Last month, KPMG released staggering data in its She’s Price(d)less report showing Australia’s gender pay gap nearing $1 billion per week or $51.8 billion per year. Now, they’re following up to say there’s a real opportunity for the government to improve gender equity with a wider use of GRB.
The approach requires the gender impact of revenue-raising and spending decisions to be assessed.
KPMG Australia national chairman, Alison Kitchen, says, “Gender responsive budgeting is a new concept that’s been adopted in a few countries around the world that basically says whenever there’s a piece of legislation, regardless of the topic, we should cast an eye over it and say does this impact women in different ways from men.”
“If it does, can we do some thinking before it comes in to say what additional design things we put into this policy that will overcome that problem?”

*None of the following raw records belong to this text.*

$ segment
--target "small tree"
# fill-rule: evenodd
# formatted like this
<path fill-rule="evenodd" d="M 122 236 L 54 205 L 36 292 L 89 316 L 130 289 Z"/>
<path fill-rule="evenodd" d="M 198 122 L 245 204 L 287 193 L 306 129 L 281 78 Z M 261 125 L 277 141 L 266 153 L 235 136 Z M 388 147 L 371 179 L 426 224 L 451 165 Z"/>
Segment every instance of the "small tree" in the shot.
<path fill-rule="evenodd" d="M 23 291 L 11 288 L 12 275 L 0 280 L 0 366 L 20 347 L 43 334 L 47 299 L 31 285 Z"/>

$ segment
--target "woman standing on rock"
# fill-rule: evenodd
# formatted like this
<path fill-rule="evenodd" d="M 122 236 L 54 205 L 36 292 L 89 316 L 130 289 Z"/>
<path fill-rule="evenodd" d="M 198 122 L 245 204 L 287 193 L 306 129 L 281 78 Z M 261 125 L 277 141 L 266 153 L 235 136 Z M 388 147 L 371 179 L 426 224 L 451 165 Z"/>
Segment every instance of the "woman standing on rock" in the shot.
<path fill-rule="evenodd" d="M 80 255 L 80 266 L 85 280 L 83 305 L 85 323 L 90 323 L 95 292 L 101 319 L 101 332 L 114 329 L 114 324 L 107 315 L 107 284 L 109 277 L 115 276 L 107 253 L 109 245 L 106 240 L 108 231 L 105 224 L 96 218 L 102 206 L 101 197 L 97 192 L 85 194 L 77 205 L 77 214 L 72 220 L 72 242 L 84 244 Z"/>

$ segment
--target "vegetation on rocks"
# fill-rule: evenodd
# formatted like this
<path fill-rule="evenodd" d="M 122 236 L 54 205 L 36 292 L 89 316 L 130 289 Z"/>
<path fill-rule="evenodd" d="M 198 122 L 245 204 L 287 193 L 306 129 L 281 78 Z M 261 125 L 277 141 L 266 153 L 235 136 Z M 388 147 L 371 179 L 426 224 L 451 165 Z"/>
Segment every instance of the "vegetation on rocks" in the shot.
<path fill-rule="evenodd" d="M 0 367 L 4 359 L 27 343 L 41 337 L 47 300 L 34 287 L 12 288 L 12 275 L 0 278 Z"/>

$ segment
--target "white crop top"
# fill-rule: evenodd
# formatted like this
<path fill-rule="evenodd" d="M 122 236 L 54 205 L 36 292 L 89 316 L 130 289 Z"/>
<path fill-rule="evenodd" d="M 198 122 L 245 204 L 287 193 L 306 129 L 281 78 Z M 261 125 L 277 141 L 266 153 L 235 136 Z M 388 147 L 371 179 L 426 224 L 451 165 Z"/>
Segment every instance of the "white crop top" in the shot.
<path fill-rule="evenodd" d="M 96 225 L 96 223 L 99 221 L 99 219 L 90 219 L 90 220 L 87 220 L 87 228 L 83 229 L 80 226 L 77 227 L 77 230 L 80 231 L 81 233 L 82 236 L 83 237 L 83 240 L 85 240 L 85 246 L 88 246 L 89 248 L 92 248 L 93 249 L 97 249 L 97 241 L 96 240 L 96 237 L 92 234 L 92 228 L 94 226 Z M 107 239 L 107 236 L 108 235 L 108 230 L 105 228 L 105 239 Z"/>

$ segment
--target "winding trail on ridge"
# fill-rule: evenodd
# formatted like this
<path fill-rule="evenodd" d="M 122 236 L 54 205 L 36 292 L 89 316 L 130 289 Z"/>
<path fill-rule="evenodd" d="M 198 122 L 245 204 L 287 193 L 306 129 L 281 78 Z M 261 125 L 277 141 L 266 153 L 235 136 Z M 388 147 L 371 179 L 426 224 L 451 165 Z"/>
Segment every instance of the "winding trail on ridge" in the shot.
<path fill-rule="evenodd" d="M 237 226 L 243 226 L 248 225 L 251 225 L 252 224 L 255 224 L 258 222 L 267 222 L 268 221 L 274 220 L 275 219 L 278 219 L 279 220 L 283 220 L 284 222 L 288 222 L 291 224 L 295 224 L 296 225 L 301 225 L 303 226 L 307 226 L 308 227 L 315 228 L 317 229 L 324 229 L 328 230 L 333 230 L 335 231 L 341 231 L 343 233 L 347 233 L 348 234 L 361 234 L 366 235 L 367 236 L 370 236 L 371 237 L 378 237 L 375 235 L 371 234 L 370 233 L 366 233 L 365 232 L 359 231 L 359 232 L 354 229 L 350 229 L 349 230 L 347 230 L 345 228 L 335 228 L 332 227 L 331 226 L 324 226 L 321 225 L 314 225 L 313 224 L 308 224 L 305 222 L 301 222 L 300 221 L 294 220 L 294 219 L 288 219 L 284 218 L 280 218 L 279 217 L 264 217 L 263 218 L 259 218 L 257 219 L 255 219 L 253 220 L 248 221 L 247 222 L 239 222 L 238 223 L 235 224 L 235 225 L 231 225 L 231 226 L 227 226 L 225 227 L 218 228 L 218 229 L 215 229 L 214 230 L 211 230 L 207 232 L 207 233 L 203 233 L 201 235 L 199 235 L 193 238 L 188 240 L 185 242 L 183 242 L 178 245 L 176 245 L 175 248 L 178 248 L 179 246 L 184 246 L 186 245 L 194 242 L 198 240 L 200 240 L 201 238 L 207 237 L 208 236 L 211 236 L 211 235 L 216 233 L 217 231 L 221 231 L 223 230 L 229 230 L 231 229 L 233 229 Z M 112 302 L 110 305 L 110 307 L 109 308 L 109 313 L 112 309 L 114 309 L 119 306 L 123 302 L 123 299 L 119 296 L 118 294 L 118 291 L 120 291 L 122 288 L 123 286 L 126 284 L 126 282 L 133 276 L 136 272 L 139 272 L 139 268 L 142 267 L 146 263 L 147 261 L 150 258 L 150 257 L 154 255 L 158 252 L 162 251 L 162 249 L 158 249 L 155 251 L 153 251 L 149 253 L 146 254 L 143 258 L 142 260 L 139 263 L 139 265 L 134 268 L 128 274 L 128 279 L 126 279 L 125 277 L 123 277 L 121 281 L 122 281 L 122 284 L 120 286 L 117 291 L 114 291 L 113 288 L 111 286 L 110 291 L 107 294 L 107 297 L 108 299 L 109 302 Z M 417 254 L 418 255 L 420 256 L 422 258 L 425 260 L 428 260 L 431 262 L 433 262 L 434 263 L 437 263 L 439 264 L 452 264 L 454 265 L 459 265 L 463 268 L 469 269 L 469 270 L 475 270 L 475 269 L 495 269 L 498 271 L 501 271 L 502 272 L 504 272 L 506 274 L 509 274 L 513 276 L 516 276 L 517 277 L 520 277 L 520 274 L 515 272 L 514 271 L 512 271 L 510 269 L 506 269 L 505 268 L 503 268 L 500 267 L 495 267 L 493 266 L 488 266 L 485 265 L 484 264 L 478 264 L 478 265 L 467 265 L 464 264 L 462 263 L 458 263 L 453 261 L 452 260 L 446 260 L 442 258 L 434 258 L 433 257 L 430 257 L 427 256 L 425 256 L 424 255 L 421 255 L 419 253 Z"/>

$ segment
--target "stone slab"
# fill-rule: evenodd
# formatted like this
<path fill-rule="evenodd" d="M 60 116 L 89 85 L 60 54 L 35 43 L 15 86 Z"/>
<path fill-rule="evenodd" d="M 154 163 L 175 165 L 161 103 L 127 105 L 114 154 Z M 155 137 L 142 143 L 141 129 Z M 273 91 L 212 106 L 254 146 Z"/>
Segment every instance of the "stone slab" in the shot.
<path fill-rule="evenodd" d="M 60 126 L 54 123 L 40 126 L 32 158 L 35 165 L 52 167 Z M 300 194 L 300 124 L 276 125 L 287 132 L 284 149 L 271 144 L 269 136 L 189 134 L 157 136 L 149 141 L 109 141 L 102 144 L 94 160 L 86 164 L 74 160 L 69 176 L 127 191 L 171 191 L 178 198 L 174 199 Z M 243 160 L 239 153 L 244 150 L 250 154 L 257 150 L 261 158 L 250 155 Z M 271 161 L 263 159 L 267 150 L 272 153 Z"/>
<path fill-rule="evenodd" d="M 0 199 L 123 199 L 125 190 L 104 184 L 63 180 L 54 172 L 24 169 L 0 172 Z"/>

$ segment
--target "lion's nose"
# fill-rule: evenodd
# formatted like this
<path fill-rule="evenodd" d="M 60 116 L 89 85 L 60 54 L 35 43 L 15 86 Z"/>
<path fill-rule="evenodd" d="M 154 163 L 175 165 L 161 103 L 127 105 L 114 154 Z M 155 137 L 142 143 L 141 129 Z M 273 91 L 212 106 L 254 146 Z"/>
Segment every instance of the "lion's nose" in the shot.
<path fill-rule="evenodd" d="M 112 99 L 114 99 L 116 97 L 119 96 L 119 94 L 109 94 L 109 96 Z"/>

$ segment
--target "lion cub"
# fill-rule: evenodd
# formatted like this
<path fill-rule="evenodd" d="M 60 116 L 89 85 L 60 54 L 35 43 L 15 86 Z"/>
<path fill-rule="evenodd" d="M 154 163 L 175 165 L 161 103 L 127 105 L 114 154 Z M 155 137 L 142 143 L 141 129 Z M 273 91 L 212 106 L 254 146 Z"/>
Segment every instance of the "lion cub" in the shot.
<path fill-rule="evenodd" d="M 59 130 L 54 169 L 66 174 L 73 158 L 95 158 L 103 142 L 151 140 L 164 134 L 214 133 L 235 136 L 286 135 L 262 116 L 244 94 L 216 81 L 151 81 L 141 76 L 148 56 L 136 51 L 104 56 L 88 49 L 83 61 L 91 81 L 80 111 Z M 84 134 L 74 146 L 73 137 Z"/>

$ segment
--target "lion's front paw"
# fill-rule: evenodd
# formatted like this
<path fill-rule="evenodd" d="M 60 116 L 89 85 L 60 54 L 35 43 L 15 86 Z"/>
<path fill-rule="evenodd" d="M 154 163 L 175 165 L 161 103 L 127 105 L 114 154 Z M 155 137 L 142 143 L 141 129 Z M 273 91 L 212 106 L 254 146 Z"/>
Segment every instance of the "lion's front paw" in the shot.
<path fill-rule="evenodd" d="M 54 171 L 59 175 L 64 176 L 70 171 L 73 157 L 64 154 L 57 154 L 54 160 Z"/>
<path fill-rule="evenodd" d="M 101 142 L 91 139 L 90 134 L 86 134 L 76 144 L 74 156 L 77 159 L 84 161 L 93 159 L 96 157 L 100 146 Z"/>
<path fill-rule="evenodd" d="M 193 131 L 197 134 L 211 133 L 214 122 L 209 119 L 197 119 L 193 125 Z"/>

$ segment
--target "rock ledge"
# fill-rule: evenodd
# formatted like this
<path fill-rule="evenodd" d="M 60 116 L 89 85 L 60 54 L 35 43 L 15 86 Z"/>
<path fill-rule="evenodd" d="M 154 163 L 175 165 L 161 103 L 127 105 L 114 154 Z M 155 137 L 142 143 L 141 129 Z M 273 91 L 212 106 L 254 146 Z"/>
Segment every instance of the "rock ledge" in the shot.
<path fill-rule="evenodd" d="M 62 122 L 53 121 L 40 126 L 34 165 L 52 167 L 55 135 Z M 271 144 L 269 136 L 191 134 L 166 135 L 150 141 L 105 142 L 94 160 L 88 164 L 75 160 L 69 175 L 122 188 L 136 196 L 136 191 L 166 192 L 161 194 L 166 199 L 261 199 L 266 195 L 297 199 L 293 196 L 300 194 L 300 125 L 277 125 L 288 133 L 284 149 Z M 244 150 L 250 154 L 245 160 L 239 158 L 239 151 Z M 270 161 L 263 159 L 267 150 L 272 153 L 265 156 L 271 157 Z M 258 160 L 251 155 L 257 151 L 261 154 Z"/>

Both NSW and Victoria have incorporated some elements of GRB into their decision-making processes but more can be done.
While recent World Economic Forum data shows Australia has eliminated its gender gap in education attainment, it still lags well behind other governments in narrowing the gender gap in terms of economic opportunity. The data ranked Australia at 70th in equal economic opportunity compared to countries like New Zealand (27th), the US (30th) and Canada (40th).
In 2017, OECD research found over half of countries surveyed were using some degree of GRB. Austria made it a constitutional requirement, Sweden’s budget reports on the expected gender-related outcomes of government policies and Canada (a world leader in GRB) has enshrined gender budgeting in the government’s budget policies in an easy-to-understand manner.
Kitchen says Australia shouldn’t accept an international ranking of 70th in equal economic opportunity when there’s so much room for improvement by adopting GRB processes.
Over the past four years, KPMG Australia has provided the government with proposals to improve gender equity on things like childcare, superannuation, tax and parental leave, but progress has been slow.
KPMG recommends they take a more holistic approach with GRB to speed up the process.
This means applying GRB across a broad range of policy areas such as gender-informed resource allocation, gender-assessed budgets and needs-based gender budgeting.
Out of all three areas, KPMG sees ‘needs-based gender budgeting’ having the greatest impact on gender equity as it would highlight to the government the policy areas that should be highest priority and narrow the gender economic gap in the most efficient and effective way.
Some practical steps KPMG urges the Australian government to take to implement GRB include creating an inventory of gender-specific data, conducting gender equality assessments and publishing gender impact analyses.
Kitchen says this implementation of gender responsive budgeting “will help drive more holistic change. It is really a pervasive, ground-up concept. We should think differently, and have this lens on all future legislation.”
She’s optimistic about KPMG’s proposal to the Albanese government and thinks their openness to applying new approaches makes this a great time to start using this gender lens.